All’interno dei laboratori, venivano alimentati con mangime artificiale, “delle vere crocchette per primati”, ci spiega. Al centro queste vengono gradualmente sostituite da frutta, verdura, semi, frutta secca, foglie e rami. Gli animali sono costantemente monitorati e in loco è sempre presente un veterinario per sopperire alle carenze che hanno ricevuto prima del loro arrivo e per essere pronti per intervenire nel caso succeda qualcosa. È bene ricordare che si tratta di animali estremamente intelligenti (e anche un po’ iperattivi – aggiunge Lav) e per questo hanno bisogno di essere stimolati costantemente con forme di “intrattenimento” più o meno complesse. Gli arricchimenti distribuiti durante questi mesi (e che vengono creati e distribuiti tutt’ora) sono stati suddivisi in tre grandi categorie: alimentari, manipolativi e un mix di entrambi. I keeper li monitorano costantemente per capire se vanno bene, se ci sono individui più indietro nella scala gerarchica o se hanno necessità particolari. Durante queste osservazioni è stato anche possibile scoprire come gli animali amassero manipolare pezzi di tessuto e utilizzarli per giocare a mosca cieca, cosa che accade anche allo stato selvatico.
“Alcuni individui presenti al centro si tirano ancora dietro le conseguenze di un’alimentazione inadeguata somministrata in un ambiente inadeguato”, ha precisato Albanese. “Alcuni sono molto magri, hanno difficoltà a prendere peso, hanno patologie croniche che non siamo riusciti a recuperare del tutto. Dal punto di vista psicologico hanno comportamenti stereotipati, quindi innaturali o ripetuti in maniera infinita, come il pacing. Questi sono comportamenti che si radicano talmente tanto nell’animale che nonostante gli vengano fornite tutte queste scelte e lo spazio, nei momenti di maggiore stress si ripropongono perché è il loro modo per cercare di calmarsi. In natura questo non succederebbe. La maggior parte dei comportamenti anormali però sono spariti”.

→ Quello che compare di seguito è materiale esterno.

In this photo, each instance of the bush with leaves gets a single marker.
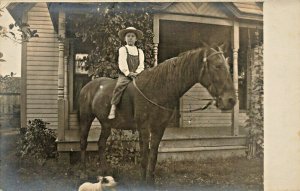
(99, 28)
(37, 141)
(256, 111)
(122, 147)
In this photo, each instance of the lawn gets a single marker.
(211, 174)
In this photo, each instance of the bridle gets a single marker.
(205, 66)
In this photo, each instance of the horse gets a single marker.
(147, 104)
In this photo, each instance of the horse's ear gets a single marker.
(203, 43)
(221, 47)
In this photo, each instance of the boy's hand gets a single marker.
(132, 75)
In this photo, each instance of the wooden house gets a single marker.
(50, 72)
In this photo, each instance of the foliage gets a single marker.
(37, 141)
(256, 111)
(121, 147)
(9, 83)
(100, 29)
(17, 32)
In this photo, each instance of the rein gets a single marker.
(168, 109)
(183, 111)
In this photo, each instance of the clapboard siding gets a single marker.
(42, 58)
(41, 82)
(41, 87)
(43, 73)
(42, 63)
(42, 66)
(42, 49)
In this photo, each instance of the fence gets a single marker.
(9, 110)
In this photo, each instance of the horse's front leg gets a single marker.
(154, 140)
(105, 133)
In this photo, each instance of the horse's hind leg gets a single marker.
(105, 133)
(144, 150)
(85, 125)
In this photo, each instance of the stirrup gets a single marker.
(112, 114)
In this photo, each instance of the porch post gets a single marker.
(156, 37)
(61, 77)
(235, 47)
(66, 92)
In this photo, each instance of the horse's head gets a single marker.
(215, 76)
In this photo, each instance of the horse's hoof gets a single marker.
(83, 176)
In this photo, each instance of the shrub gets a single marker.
(122, 147)
(37, 141)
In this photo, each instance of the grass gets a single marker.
(211, 174)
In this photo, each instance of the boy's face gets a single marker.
(130, 38)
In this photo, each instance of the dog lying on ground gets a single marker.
(105, 183)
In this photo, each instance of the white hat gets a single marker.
(123, 32)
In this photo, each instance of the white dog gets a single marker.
(105, 183)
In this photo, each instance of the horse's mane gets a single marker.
(167, 75)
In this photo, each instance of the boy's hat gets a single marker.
(123, 32)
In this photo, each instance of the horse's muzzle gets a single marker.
(225, 103)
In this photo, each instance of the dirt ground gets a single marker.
(232, 174)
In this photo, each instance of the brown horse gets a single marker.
(163, 85)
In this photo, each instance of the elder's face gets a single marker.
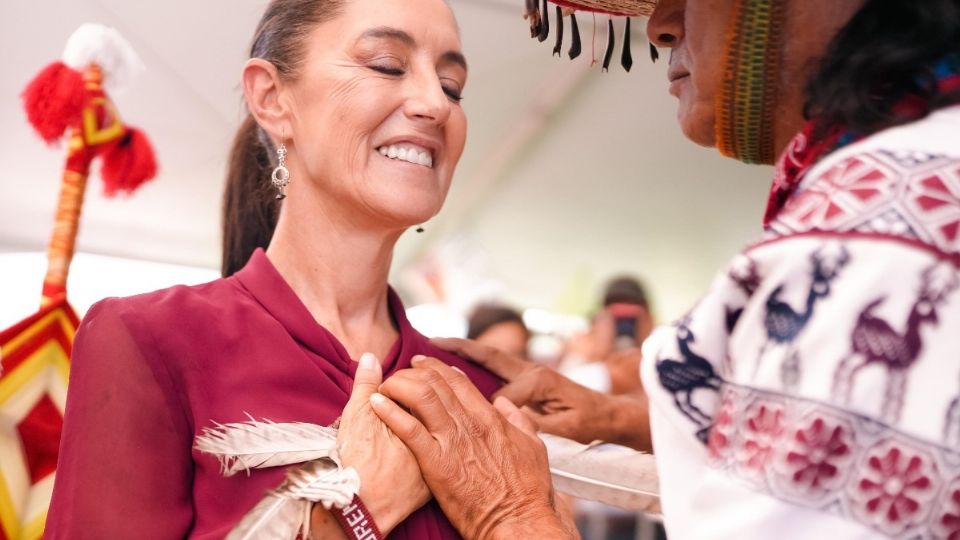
(695, 33)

In ambito scientifico è importante ottenere dati oggettivi per dimostrare, una volta di più, quanto sia complesso tenere animali con queste necessità fisiche e comportamentali, in cattività e l’impossibilità di un ambiente come quello del laboratorio di soddisfare i loro bisogni.
I macachi che vivono oggi a Semproniano sono salvi, il centro è una piccola oasi di pace dove gli animali hanno la possibilità di lasciarsi alle spalle – per quanto possibile – ciò che hanno visto e vissuto nei laboratori. Quasi tutti gli oltre 600mila animali sottoposti ogni anno alla sperimentazione in Italia non hanno ancora la stessa fortuna, ma la speranza è che studi come questo contribuiscano a cambiare le cose anche per loro. Le loro vite sono la prova inconfutabile di tutti i limiti della legislazione e delle estreme contraddizioni del tanto osannato “benessere animale” che dovrebbe essere tutelato nei laboratori, ma che è evidente non lo sia.